There is one extra prefetcher without a documented "off" switch -- the "next page prefetcher".  This is present in IVB and Haswell processors (and newer, presumably).  I have not looked at how much it fetches, but I would not be surprised if it fetched only one line -- the main benefit seems to be that it fetches a line from the next page early enough to get the next page's TLB entry loaded before the first demand load to that next page.

The behavior in the bottom figure certainly looks strange.  Is this variability seen within runs or across runs or both?  Did you check to make sure you are running on large pages on all the systems?

I have not used the MEM_LOAD_UOPS_RETIRED counters very much because they are broken on so many systems....  For L2 hit rate I have had good luck with L1D.REPLACEMENT and L1D.EVICTION, and some luck with L2_RQSTS (Event 0x24), L2_L1D_WB_RQSTS (Event 0x27), and L2_TRANS (Event 0xF0) (this last one counts retries, which are sometimes important in getting the counts to make sense).  To look for L2 misses, I find that the counters in the L3 caches are more reliable than the L2 events (e.g., OFFCORE_REQUESTS (Event 0xB0). 

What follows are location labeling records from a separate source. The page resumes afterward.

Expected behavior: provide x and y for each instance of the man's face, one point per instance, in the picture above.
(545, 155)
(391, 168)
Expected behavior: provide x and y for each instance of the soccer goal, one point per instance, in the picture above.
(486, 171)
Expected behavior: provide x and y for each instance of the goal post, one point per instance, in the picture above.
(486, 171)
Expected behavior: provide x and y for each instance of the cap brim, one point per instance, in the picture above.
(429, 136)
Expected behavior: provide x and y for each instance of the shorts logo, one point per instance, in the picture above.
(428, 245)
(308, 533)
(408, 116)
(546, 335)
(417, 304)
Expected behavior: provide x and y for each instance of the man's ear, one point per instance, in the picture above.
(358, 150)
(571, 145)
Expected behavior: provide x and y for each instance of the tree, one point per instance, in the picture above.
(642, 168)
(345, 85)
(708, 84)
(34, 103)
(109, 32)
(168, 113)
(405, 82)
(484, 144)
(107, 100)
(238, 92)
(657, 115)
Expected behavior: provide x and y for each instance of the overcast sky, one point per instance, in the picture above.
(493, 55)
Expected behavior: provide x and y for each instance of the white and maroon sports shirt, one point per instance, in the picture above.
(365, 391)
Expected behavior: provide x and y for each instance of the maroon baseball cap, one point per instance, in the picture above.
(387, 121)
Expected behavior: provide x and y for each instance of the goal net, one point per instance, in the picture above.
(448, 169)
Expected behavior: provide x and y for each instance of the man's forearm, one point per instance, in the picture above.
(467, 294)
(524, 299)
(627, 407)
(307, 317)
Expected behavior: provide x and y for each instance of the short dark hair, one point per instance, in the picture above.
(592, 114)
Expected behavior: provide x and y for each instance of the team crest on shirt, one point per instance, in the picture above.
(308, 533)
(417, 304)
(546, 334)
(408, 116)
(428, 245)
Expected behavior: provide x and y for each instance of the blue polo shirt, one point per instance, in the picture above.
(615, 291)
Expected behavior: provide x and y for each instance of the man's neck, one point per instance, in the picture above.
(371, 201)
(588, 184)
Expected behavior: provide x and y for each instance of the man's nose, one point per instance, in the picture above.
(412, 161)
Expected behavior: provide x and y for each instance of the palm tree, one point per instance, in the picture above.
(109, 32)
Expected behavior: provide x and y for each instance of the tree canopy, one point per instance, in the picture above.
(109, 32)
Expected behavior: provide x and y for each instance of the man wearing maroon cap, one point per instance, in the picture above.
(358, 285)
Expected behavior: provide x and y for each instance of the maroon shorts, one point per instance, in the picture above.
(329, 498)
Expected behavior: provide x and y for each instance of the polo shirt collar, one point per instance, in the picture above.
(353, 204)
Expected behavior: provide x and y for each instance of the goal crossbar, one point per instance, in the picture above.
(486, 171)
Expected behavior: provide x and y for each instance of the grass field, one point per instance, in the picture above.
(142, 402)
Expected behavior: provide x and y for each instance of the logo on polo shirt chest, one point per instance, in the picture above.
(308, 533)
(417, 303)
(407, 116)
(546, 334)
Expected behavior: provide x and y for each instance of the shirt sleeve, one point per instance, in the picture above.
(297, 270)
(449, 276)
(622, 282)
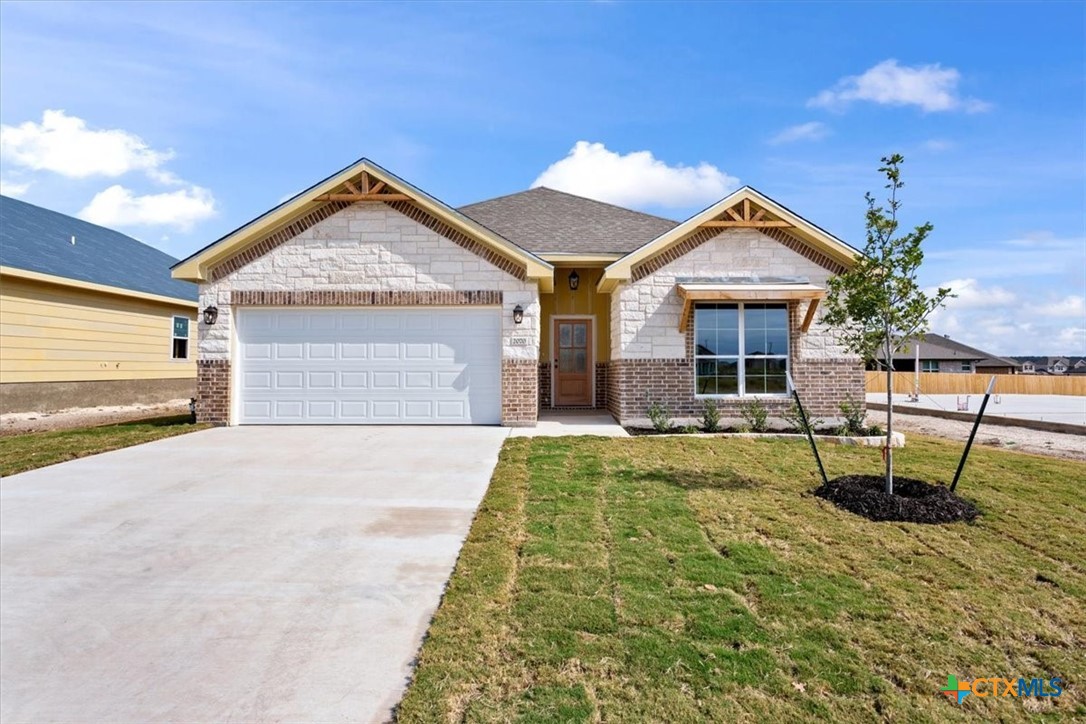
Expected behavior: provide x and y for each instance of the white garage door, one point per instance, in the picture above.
(381, 366)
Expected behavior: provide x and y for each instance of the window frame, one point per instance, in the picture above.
(741, 357)
(174, 339)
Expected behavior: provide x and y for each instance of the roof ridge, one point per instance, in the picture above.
(572, 195)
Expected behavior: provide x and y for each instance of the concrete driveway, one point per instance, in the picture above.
(232, 574)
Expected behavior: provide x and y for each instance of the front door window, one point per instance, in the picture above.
(572, 362)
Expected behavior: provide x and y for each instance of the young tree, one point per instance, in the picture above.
(878, 304)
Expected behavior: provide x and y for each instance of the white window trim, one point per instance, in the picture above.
(742, 356)
(188, 347)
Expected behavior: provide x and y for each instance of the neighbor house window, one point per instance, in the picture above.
(180, 338)
(741, 348)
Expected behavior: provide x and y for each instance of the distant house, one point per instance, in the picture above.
(1058, 365)
(88, 316)
(941, 354)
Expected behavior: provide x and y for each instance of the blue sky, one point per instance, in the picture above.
(176, 123)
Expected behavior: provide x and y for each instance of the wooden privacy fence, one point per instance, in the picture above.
(950, 383)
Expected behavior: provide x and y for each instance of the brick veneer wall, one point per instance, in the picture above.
(633, 384)
(213, 391)
(520, 399)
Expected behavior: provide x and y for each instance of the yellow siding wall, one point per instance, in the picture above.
(584, 301)
(58, 333)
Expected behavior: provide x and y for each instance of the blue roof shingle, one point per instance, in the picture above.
(39, 240)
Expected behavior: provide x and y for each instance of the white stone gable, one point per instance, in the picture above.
(370, 246)
(645, 313)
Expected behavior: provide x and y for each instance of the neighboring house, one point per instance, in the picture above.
(938, 353)
(364, 300)
(88, 316)
(1057, 365)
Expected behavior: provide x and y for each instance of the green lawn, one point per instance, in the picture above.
(37, 449)
(672, 580)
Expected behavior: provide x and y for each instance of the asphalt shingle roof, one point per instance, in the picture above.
(937, 346)
(39, 240)
(543, 220)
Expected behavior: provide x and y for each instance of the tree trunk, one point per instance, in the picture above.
(889, 416)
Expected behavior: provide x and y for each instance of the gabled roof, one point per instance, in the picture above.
(37, 240)
(938, 346)
(548, 221)
(778, 218)
(339, 187)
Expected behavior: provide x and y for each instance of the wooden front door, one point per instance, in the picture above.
(572, 362)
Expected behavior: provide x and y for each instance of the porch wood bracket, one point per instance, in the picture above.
(693, 293)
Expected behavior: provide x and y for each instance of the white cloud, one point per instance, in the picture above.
(634, 179)
(972, 295)
(10, 188)
(64, 144)
(117, 206)
(804, 131)
(1070, 306)
(937, 144)
(930, 87)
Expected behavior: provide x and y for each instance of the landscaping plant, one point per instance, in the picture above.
(755, 415)
(878, 304)
(710, 416)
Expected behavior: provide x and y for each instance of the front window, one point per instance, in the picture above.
(180, 347)
(741, 348)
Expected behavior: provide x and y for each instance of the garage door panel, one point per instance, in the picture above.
(369, 366)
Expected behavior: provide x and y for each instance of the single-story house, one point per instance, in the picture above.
(88, 316)
(938, 353)
(365, 300)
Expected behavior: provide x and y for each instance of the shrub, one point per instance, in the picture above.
(795, 420)
(855, 419)
(660, 417)
(755, 415)
(710, 416)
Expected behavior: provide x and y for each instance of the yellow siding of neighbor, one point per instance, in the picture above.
(584, 301)
(57, 333)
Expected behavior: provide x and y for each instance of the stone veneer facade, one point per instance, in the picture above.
(653, 360)
(369, 254)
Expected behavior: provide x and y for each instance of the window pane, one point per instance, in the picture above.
(756, 367)
(580, 360)
(777, 342)
(706, 342)
(755, 341)
(728, 342)
(777, 384)
(728, 385)
(580, 334)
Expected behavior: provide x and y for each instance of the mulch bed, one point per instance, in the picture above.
(912, 502)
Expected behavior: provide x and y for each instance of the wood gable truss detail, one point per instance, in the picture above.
(363, 181)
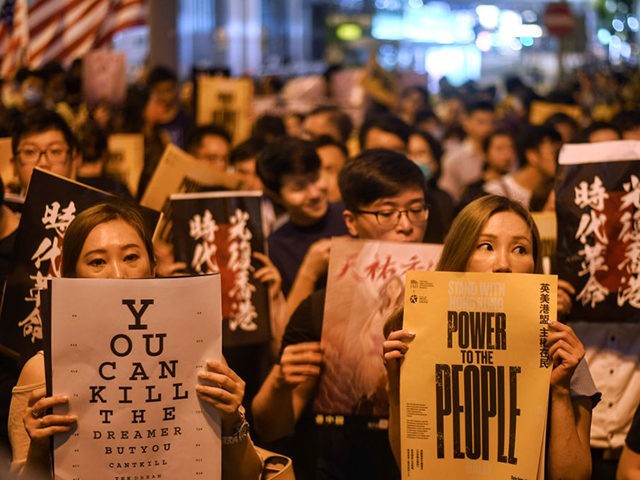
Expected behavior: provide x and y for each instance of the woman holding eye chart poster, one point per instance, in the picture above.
(494, 234)
(109, 241)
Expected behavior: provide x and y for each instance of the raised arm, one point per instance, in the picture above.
(313, 267)
(285, 393)
(393, 351)
(224, 389)
(31, 424)
(568, 453)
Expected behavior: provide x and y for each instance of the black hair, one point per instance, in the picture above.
(338, 118)
(92, 142)
(325, 140)
(426, 114)
(286, 156)
(268, 128)
(161, 74)
(246, 150)
(532, 137)
(488, 140)
(596, 126)
(377, 173)
(202, 131)
(386, 122)
(39, 121)
(479, 106)
(560, 117)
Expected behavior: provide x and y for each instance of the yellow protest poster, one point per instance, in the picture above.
(474, 384)
(227, 102)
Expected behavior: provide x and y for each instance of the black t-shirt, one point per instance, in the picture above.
(633, 437)
(330, 452)
(289, 244)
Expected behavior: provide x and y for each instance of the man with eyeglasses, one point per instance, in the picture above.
(43, 139)
(384, 198)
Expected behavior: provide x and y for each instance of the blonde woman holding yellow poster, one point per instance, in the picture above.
(496, 235)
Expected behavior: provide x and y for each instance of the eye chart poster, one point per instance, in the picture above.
(127, 353)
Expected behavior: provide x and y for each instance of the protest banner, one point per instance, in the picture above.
(104, 77)
(218, 232)
(365, 284)
(179, 172)
(598, 207)
(546, 223)
(540, 111)
(474, 384)
(227, 102)
(52, 202)
(6, 167)
(127, 353)
(126, 159)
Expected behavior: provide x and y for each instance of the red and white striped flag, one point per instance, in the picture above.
(64, 30)
(14, 36)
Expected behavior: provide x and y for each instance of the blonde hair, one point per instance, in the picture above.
(467, 227)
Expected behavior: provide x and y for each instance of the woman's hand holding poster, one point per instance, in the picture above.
(474, 384)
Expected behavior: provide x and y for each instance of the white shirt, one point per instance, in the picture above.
(613, 355)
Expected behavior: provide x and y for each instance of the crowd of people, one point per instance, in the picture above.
(463, 168)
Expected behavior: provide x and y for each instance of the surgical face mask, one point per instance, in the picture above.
(32, 96)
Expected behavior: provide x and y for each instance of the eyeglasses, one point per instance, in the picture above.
(390, 218)
(30, 156)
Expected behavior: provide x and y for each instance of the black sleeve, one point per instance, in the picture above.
(633, 437)
(305, 324)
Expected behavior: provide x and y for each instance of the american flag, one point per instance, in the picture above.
(64, 30)
(14, 36)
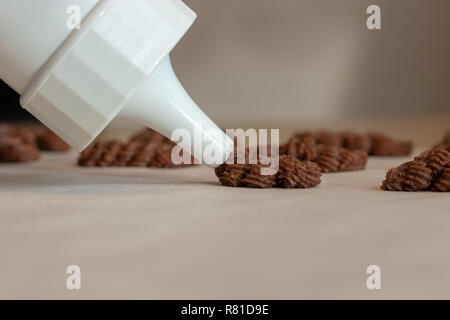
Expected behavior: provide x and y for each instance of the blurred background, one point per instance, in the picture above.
(290, 63)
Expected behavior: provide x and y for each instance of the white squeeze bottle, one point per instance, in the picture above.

I have not done much testing on IVB (we only have one IVB cluster, and it is not very big), but going from SNB to HSW I found a number of events that were broken on SNB are fixed on HSW.  Unfortunately about the same number of events that work fine on SNB are broken in HSW (especially OFFCORE_RESPONSE counts and QPI TxL_FLITS_G* and RxL_FLITS_G*).   The OFFCORE_RESPONSE counters look good for some events on SNB, but the tables include several transaction types that make no sense (e.g., WriteBacks, which don't have a "response"), and these were removed on HSW.  Other OFFCORE_RESPONSE events were also removed in HSW, and (if I recall correctly) the remaining events were not enough to fill the gaps in the traffic accounting that I was trying to do.

Most of my work lately has been on KNL -- some good news and some bad news, but with an overall pattern that is almost (but not quite) entirely unlike what I see on the various Xeon E5 processor generations.

I should get access to some BDW systems this week, and will have a look at some of these events (and the FP arithmetic instruction counting events).